The tutorial will describe the need and emerging use cases for networking technology to efficiently support RDMA, RPCs, and will describe other efforts such as DetNet for time-sensitive networking.
Cedric Westphal
(Futurewei, USA)
Bio: Cedric Westphal is a Principal Research Architect with Futurewei working on future network architecture, both for wired and wireless networks. His current focus is on next generation Internet.
He was an adjunct assistant, then associate professor with the University of California, Santa Cruz from 2009 to 2019. Prior to Futurewei, he was with DOCOMO Innovations from 2007 to 2011 in the Networking Architecture Group focusing on next generation network architectures.

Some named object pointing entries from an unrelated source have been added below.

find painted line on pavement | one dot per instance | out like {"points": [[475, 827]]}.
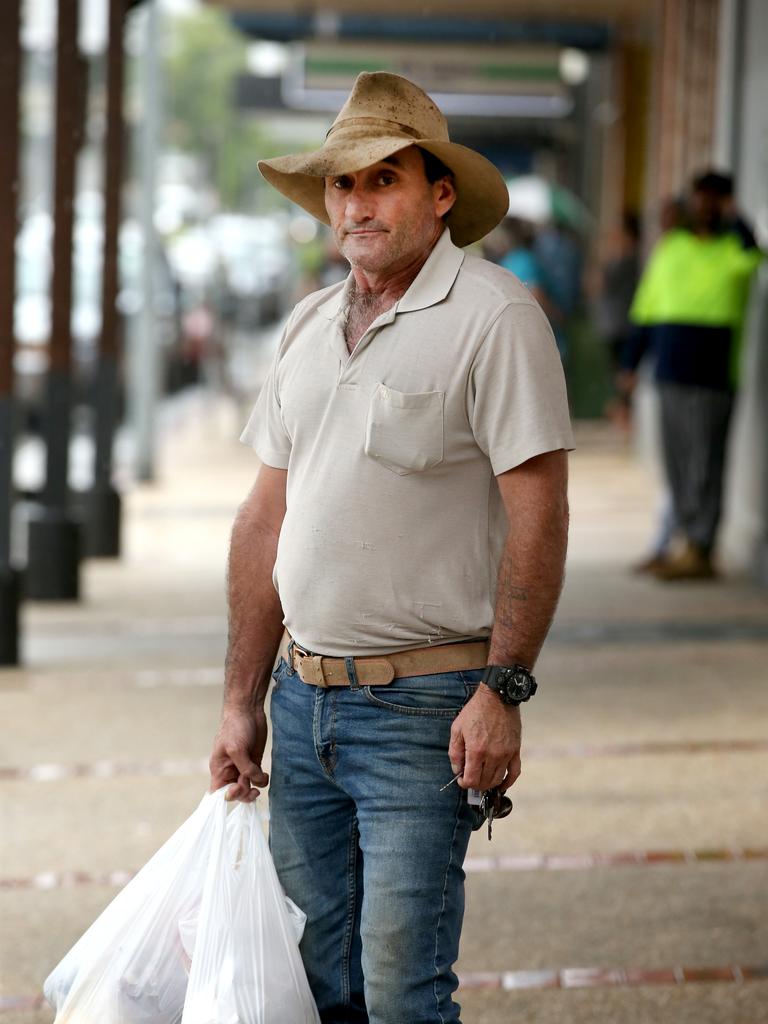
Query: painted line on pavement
{"points": [[472, 865], [595, 977], [574, 977]]}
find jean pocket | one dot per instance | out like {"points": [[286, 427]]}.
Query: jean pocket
{"points": [[404, 431], [440, 695]]}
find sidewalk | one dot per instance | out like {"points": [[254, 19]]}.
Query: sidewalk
{"points": [[629, 884]]}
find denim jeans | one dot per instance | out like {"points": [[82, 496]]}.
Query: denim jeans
{"points": [[367, 844]]}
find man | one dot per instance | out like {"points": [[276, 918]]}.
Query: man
{"points": [[411, 414], [689, 306]]}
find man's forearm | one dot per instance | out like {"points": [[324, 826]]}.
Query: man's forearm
{"points": [[530, 579], [255, 611]]}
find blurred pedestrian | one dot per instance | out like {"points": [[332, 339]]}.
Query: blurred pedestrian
{"points": [[689, 305], [411, 414], [518, 255]]}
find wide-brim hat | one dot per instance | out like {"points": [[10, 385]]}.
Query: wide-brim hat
{"points": [[386, 113]]}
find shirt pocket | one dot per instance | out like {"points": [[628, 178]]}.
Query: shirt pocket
{"points": [[404, 430]]}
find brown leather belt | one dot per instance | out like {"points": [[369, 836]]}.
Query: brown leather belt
{"points": [[316, 670]]}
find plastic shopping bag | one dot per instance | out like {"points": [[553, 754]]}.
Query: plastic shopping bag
{"points": [[246, 967], [132, 965]]}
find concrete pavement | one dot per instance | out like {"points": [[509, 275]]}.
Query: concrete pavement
{"points": [[629, 884]]}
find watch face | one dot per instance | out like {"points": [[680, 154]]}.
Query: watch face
{"points": [[518, 685]]}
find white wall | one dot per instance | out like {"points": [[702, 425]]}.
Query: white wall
{"points": [[744, 534]]}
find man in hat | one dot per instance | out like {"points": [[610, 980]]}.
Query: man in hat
{"points": [[400, 555]]}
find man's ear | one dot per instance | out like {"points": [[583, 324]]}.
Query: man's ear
{"points": [[443, 192]]}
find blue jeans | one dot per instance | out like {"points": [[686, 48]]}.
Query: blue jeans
{"points": [[367, 844]]}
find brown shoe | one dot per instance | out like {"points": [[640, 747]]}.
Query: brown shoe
{"points": [[649, 566], [690, 563]]}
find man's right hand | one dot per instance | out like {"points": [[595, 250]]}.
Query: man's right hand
{"points": [[238, 751]]}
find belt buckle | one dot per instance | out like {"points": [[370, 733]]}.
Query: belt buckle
{"points": [[315, 662], [320, 674]]}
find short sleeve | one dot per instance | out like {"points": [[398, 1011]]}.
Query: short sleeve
{"points": [[517, 402], [264, 431]]}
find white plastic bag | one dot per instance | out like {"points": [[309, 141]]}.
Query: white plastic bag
{"points": [[246, 966], [132, 965]]}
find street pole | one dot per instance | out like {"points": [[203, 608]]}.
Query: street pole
{"points": [[54, 541], [10, 59], [143, 364], [102, 527]]}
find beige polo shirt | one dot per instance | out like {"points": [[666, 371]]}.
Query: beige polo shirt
{"points": [[394, 524]]}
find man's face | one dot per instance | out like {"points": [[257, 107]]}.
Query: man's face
{"points": [[706, 208], [387, 215]]}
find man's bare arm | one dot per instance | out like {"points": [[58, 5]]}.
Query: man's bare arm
{"points": [[530, 574], [255, 629], [485, 737]]}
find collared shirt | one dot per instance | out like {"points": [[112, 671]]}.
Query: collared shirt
{"points": [[394, 525]]}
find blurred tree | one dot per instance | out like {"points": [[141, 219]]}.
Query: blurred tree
{"points": [[205, 55]]}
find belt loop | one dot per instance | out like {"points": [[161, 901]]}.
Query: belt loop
{"points": [[291, 645], [351, 673]]}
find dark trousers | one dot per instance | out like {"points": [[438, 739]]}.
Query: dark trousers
{"points": [[694, 432]]}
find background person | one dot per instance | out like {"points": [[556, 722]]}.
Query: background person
{"points": [[690, 301]]}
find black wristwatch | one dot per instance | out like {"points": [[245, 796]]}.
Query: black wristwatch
{"points": [[513, 683]]}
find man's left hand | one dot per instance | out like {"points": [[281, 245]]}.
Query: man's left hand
{"points": [[484, 747]]}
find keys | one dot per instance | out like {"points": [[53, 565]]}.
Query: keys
{"points": [[495, 804], [454, 779]]}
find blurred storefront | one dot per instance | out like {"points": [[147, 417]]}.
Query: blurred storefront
{"points": [[615, 102]]}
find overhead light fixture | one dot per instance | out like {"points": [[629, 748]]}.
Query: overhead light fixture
{"points": [[574, 67]]}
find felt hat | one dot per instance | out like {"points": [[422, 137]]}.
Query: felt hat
{"points": [[386, 113]]}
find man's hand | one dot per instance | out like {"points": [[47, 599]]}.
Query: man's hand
{"points": [[238, 751], [485, 742]]}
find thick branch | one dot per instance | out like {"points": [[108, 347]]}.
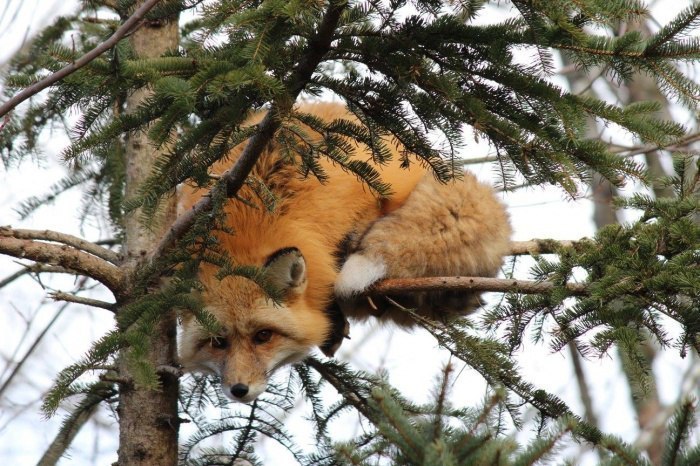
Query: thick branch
{"points": [[232, 180], [63, 238], [66, 257], [499, 285], [129, 26]]}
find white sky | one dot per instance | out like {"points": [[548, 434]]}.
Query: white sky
{"points": [[409, 358]]}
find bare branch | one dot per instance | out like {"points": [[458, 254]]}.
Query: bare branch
{"points": [[71, 298], [129, 25], [66, 257], [540, 246], [35, 344], [232, 180], [498, 285], [63, 238]]}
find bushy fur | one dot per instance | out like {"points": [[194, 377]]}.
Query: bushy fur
{"points": [[341, 238]]}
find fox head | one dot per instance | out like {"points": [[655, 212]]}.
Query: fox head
{"points": [[258, 335]]}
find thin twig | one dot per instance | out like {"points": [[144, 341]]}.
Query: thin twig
{"points": [[129, 25], [232, 180], [18, 367], [540, 246], [71, 298]]}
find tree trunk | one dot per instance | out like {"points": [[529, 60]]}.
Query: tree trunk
{"points": [[148, 421]]}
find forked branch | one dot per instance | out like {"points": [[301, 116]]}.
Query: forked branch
{"points": [[129, 25]]}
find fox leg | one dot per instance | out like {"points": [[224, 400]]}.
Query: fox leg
{"points": [[443, 229]]}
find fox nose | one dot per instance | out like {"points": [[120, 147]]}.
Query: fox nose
{"points": [[239, 390]]}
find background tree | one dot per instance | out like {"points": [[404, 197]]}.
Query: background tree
{"points": [[436, 72]]}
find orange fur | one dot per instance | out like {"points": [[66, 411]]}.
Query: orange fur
{"points": [[424, 228]]}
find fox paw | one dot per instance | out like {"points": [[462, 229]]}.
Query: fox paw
{"points": [[358, 274]]}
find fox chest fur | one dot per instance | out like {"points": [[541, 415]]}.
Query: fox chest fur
{"points": [[323, 246]]}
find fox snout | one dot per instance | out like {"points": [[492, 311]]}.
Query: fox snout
{"points": [[243, 392]]}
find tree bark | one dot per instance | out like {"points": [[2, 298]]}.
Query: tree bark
{"points": [[148, 420]]}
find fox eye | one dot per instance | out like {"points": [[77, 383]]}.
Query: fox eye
{"points": [[263, 336], [218, 342]]}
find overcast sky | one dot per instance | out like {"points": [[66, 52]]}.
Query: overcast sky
{"points": [[410, 358]]}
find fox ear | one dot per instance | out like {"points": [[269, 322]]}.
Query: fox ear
{"points": [[286, 270]]}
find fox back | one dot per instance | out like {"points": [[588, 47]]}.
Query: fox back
{"points": [[326, 243]]}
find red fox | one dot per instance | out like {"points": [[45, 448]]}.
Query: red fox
{"points": [[323, 246]]}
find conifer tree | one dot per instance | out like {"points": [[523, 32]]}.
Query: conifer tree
{"points": [[408, 71]]}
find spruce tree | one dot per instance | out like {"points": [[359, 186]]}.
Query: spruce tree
{"points": [[408, 71]]}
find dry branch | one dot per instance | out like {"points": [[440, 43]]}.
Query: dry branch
{"points": [[71, 298], [540, 246], [129, 26], [66, 257], [63, 238], [498, 285]]}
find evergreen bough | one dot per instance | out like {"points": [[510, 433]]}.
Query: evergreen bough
{"points": [[409, 72]]}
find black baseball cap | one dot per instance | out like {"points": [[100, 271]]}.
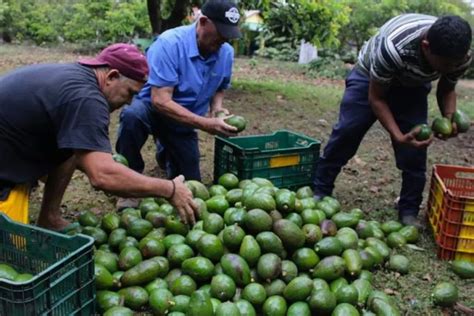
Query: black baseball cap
{"points": [[225, 15]]}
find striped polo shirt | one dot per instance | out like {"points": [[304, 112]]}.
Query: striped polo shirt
{"points": [[394, 56]]}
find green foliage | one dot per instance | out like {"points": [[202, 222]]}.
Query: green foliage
{"points": [[74, 21], [329, 65], [368, 15], [317, 22]]}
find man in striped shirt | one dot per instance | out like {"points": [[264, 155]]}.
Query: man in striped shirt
{"points": [[390, 83]]}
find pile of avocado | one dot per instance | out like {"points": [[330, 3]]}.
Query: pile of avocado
{"points": [[256, 250]]}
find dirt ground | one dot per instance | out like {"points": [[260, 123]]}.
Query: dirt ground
{"points": [[275, 95]]}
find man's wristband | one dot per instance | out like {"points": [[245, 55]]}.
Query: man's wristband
{"points": [[173, 191]]}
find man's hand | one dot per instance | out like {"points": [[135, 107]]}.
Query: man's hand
{"points": [[182, 199], [217, 126], [410, 139]]}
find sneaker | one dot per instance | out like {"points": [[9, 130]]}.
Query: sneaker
{"points": [[411, 220], [123, 203]]}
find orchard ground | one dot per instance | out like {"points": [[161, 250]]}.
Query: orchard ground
{"points": [[276, 95]]}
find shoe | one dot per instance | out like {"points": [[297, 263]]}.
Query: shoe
{"points": [[411, 220], [123, 203]]}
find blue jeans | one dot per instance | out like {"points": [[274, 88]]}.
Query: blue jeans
{"points": [[177, 145], [409, 106]]}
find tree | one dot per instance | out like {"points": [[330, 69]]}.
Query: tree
{"points": [[166, 14]]}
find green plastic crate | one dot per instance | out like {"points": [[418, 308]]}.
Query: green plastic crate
{"points": [[63, 269], [286, 158]]}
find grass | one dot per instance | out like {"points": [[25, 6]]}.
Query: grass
{"points": [[276, 95]]}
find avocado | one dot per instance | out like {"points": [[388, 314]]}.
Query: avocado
{"points": [[129, 257], [329, 268], [305, 259], [110, 222], [464, 269], [255, 294], [181, 304], [269, 266], [88, 218], [199, 268], [183, 285], [424, 132], [269, 242], [250, 250], [299, 309], [347, 294], [396, 240], [445, 294], [150, 247], [442, 126], [285, 200], [160, 301], [274, 306], [391, 226], [261, 201], [233, 236], [364, 288], [103, 278], [234, 196], [237, 268], [107, 299], [322, 302], [342, 219], [119, 311], [234, 215], [298, 289], [142, 273], [237, 121], [257, 220], [462, 121], [399, 264], [211, 247], [382, 307], [312, 234], [228, 181], [107, 259], [345, 309], [157, 283], [200, 304], [100, 237], [217, 204], [135, 297], [213, 224], [410, 233], [222, 287], [198, 189], [245, 308]]}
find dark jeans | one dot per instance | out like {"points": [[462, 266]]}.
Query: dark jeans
{"points": [[409, 106], [177, 146]]}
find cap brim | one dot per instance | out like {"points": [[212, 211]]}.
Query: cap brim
{"points": [[92, 62], [228, 31]]}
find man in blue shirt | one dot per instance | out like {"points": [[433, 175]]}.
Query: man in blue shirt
{"points": [[190, 67]]}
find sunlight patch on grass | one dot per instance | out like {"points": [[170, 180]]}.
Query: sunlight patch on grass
{"points": [[326, 97]]}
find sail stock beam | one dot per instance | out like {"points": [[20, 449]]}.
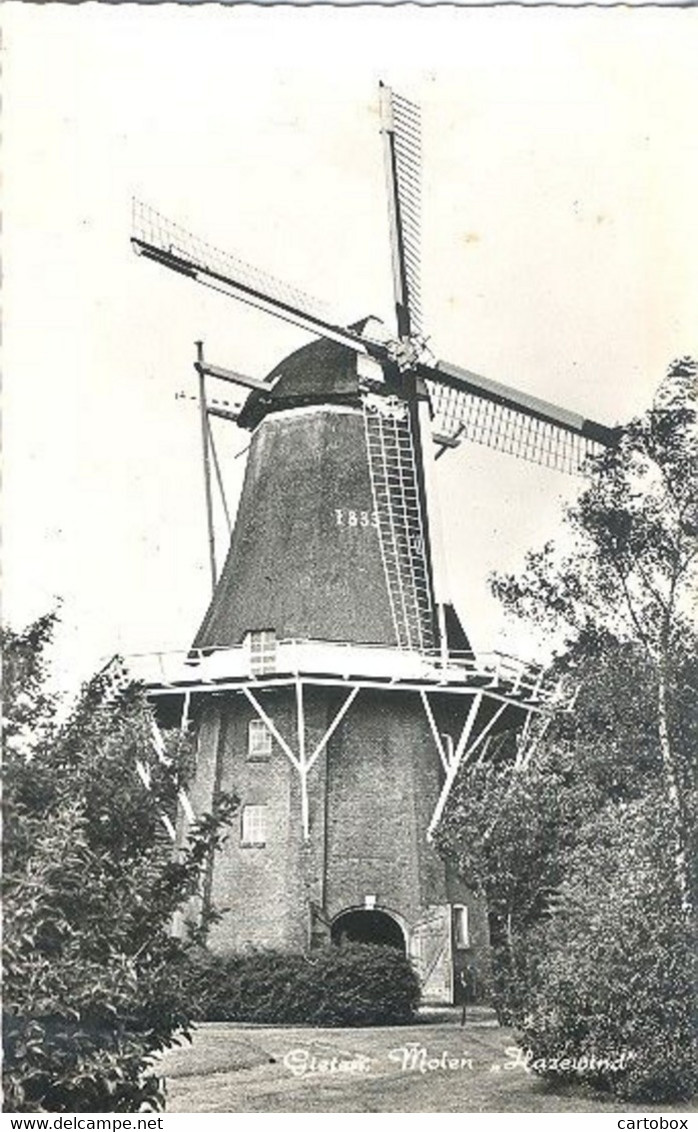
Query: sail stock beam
{"points": [[468, 406], [157, 238]]}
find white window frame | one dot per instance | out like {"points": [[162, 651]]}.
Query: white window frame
{"points": [[259, 742], [462, 927], [253, 825], [261, 645]]}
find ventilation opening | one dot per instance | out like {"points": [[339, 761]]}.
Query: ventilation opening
{"points": [[368, 927]]}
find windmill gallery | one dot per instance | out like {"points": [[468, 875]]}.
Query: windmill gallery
{"points": [[330, 684]]}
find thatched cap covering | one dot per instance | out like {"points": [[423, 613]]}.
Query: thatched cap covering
{"points": [[319, 372]]}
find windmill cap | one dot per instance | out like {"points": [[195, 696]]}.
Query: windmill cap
{"points": [[319, 372]]}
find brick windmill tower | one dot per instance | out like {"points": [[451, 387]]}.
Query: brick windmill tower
{"points": [[332, 685]]}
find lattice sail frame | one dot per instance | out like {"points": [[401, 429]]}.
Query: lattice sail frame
{"points": [[407, 152], [155, 230], [401, 524], [460, 416]]}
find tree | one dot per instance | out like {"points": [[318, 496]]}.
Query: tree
{"points": [[93, 977], [611, 995], [632, 572]]}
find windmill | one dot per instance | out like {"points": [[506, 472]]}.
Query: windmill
{"points": [[332, 684]]}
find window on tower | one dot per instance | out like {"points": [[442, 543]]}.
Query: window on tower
{"points": [[263, 651], [253, 829], [259, 742], [462, 936]]}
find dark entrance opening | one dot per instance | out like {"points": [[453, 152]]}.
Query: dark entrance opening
{"points": [[364, 926]]}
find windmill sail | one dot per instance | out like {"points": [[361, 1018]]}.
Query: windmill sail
{"points": [[179, 249], [403, 154], [398, 507], [467, 406]]}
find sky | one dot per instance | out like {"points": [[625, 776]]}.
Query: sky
{"points": [[559, 255]]}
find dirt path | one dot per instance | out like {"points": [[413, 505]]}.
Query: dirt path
{"points": [[429, 1068]]}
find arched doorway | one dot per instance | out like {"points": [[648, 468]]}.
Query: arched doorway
{"points": [[362, 925]]}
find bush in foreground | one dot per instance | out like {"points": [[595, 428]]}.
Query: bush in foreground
{"points": [[353, 985], [93, 980], [614, 995]]}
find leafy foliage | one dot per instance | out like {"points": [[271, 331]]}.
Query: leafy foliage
{"points": [[353, 985], [613, 975], [586, 850], [93, 978]]}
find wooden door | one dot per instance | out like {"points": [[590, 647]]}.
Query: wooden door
{"points": [[431, 953]]}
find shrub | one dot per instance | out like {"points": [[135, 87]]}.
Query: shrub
{"points": [[93, 980], [614, 985], [353, 985]]}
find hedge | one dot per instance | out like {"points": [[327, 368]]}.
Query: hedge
{"points": [[353, 985]]}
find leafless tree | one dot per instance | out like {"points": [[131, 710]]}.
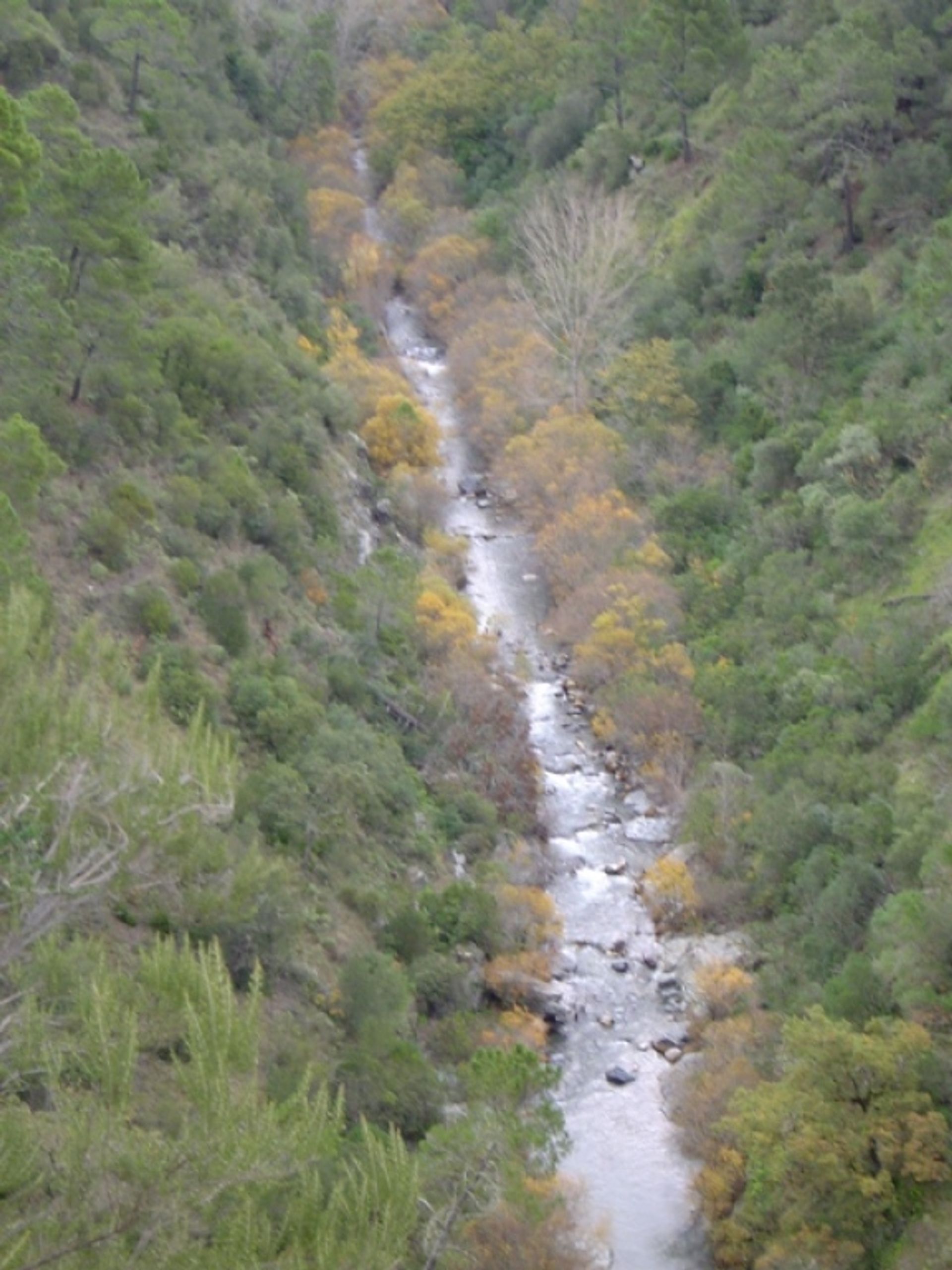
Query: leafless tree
{"points": [[581, 259]]}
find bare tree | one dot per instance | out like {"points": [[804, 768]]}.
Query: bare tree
{"points": [[582, 258]]}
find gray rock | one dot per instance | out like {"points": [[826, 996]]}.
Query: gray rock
{"points": [[620, 1076]]}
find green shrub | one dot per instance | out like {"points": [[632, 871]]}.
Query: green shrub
{"points": [[441, 986], [393, 1083], [373, 992], [464, 913], [108, 538], [223, 609], [131, 505], [182, 686], [151, 611], [27, 463], [186, 575], [278, 798], [275, 709], [408, 934]]}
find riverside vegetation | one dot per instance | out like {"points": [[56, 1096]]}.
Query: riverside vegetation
{"points": [[691, 263]]}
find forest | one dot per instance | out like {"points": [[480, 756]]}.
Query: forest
{"points": [[691, 263]]}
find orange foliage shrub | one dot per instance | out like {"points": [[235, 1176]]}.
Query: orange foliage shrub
{"points": [[547, 1232], [734, 1052], [573, 619], [327, 158], [670, 894], [512, 977], [486, 738], [584, 540], [314, 587], [348, 369], [724, 988], [503, 370], [563, 460], [530, 916], [337, 218], [445, 618], [402, 432], [436, 273], [367, 273], [517, 1026], [627, 640]]}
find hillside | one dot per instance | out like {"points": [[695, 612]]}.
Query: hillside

He was at Nokia Research Center (now Nokia Bell Labs) from 2000 to 2006. He has received a MSEE in 1995 from Ecole Centrale Paris, and a MS (1995) and PhD (2000) in EE from the University of California, Los Angeles. From 1997 to 2000, he was a visiting researcher at Stanford University. Cedric Westphal has authored and coauthored over a hundred journal and conference papers, including several best paper awards at conferences such as IEEE ICC’11, IEEE ICNC’18, IEEE MuSIC’16 and others.
Dr. Westphal has given tutorials at many conferences, including “High Speed Cellular Networks, architecture and protocols” (IEEE/IFIP Networking 2005); “Wireless Mesh Networks, architecture and protocols” (European Wireless 2007); “Information-Centric Networking, Current state of the Art and Future Directions” (IEEE Globecom 2013); “Information-Centric Networks: Status and Open Research Problems,” (IEEE SACONET 2013); “Management of Future Networks: Issues and Opportunities in Information-Centric Networks” (IEEE IM 2015), as well as keynotes and invited talks. His most recent tutorials were “Enabling Technologies for the Softwarization of Operations and Control Networks” at IEEE NetSoft 2023 in Madrid, Spain and “Enabling Technologies for Operations and Control Network” at IEEE/IFIP NOMS 2023 in Miami, USA.